- Dembel Location within Ethiopia
- Coordinates: 9°48′N 42°36′E﻿ / ﻿9.800°N 42.600°E
- Country: Ethiopia
- Region: Somali
- Zone: Shinile
- Woreda: Dembel
- Elevation: 1,333 m (4,373 ft)
- Time zone: UTC+3 (EAT)

= Dembel =

Place in Somali Region, Ethiopia

Dembel is a town in central Ethiopia. Located in the Shinile Zone of the Somali Region. It is the administrative center of Dembel woreda.

== Overview ==
Inhabitants of this woreda have engaged in crop farming since 1965; however, there has been a great decline in crop production from 1989 to 2001. That was primarily caused by clan conflicts and aggravated by severe droughts.

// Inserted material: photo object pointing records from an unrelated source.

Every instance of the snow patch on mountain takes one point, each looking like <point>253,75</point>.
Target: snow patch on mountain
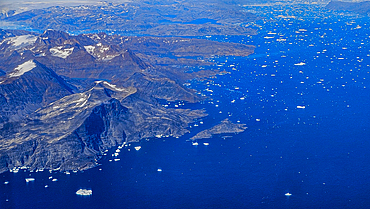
<point>22,68</point>
<point>20,41</point>
<point>100,52</point>
<point>59,52</point>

Between 35-45% of the inhabitants are pastoralists, while 55-65% raise cereals (mostly sorghum) as well as raise livestock.

== Demographics ==
This town is primarily inhabited by the Bahabar Cabdale, Makayl-Dheere, and Celi Makahil subclans of the Gadabuursi Dir clan family.

The Research-inspired Policy and Practice Learning in Ethiopia and the Nile region (2010) states that the Dembel district is predominantly Gadabuursi:
"Mainly Somali Gurgura, Gadabursi and Hawiye groups, who inhabit Erer, Dambal and Meiso districts respectively."